Sus padres le devolvieron la mirada, y por un instante la mayor de los Baudelaire creyó ver a su padre saltando de la foto y decirle: «¡Mira, pero si es Ed! ¿Dónde te habías metido, chiquilla?». Ed era una abreviatura de Thomas Alva Edison, uno de los inventores más grandes de todos los tiempos, y el apodo cariñoso con el que su padre se dirigía a ella, pero el hombre de la foto no se había movido, seguía quieto frente al 667 de la avenida Oscura, con una sonrisa en los labios.
—Ni yo —convino Klaus—. Creí que nunca más volveríamos a ver a papá y mamá.
El mediano de los Baudelaire se fijó en el abrigo de su madre, con aquel bolsillo secreto donde ella guardaba un diccionario de bolsillo que consultaba siempre que topaba con alguna palabra cuyo significado desconocía.
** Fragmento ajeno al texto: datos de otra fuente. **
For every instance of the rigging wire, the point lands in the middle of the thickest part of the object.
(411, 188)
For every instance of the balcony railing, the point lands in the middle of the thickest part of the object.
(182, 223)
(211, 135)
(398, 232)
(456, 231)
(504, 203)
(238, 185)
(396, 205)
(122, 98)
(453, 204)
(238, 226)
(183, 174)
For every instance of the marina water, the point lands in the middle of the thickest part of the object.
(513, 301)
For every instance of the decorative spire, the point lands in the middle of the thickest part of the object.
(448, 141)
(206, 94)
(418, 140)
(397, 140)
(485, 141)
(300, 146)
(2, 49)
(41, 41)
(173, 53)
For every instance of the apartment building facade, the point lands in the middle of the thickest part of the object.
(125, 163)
Al niño le gustaba tanto leer que su madre le había prometido que algún día le regalaría aquel librito, y en ese momento Klaus sintió como si su madre echara mano de aquel pequeño diccionario encuadernado en cuero y lo depositara en sus manos.
—Ni yo —terció Sunny.
La pequeña se quedó mirando a sus sonrientes padres y de pronto recordó, por primera vez desde el incendio, una canción que los dos solían cantarle a dúo cuando llegaba la hora de acostarse. Se llamaba El joven carnicero, y se la cantaban a dúo, alternando estrofas, ella con su característica voz aguda y sincopada, y él con su grave vozarrón. El joven carnicero era la canción perfecta con que terminar el día y dejar a Sunny arropada y a salvo en su cuna.
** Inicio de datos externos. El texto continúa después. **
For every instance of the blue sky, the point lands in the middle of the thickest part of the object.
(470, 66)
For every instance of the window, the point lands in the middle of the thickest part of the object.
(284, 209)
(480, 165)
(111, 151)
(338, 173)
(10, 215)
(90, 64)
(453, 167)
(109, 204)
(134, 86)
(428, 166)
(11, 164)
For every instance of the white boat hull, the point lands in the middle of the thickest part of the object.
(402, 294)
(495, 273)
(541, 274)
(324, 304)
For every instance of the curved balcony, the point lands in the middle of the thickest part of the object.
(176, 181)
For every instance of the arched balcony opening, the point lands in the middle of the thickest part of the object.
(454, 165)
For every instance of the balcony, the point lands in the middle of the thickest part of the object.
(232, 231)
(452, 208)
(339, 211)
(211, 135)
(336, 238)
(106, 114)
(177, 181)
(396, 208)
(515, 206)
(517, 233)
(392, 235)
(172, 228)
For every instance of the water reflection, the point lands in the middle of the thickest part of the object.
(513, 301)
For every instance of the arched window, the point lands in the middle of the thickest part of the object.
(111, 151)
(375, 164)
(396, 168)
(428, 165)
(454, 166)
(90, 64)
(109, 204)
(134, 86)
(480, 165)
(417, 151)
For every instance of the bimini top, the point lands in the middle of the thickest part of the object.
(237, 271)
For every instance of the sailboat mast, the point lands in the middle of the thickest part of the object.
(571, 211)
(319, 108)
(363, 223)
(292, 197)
—Esta foto es muy antigua —observó Violet—. Fijaos qué jóvenes parecen. Incluso llevan las alianzas puestas.
—«Dadas las pruebas comentadas en la página nueve —prosiguió Klaus en voz alta, leyendo de nuevo la frase mecanografiada sobre la fotografía— los expertos han llegado a la conclusión de que tal vez hubiera algún superviviente en aquel incendio, aunque se ignora su paradero.» —Hizo una pausa, miró a sus hermanas y añadió en un susurro—: ¿Y esto qué quiere decir? ¿Significa que uno de los dos está vivo?
—Vaya, vaya, vaya —dijo una voz sarcástica que les resultaba familiar, y a continuación oyeron de nuevo aquellos extraños y tambaleantes pasos avanzando directamente hacia ellos—. Miren quién anda por aquí.
Los Baudelaire se habían quedado tan estupefactos con el hallazgo que olvidaron que alguien intentaba forzar la puerta del archivo y, al levantar la vista, se encontraron ante una figura alta y flaca avanzando por el pasillo de la B STOP. Era una persona a la que habían visto no hacía mucho y a quien esperaban no volver a ver. Podríamos llamarla de muy distintas maneras, como «la novia del conde Olaf», «la antigua tutora de los hermanos Baudelaire», «la sexta asesora financiera más famosa de la ciudad», «una antigua inquilina del 667 de la avenida Oscura», y también podríamos llamarla otras muchas cosas demasiado feas para publicarlas en un libro. Pero el nombre con que esa persona prefería que se la llamase salió con un gruñido de sus labios pintados:
—Soy Esmé Gigi Geneviève Miseria —dijo Esmé Gigi Geneviève Miseria, como si los Baudelaire pudieran haberla olvidado, aunque lo intentaran.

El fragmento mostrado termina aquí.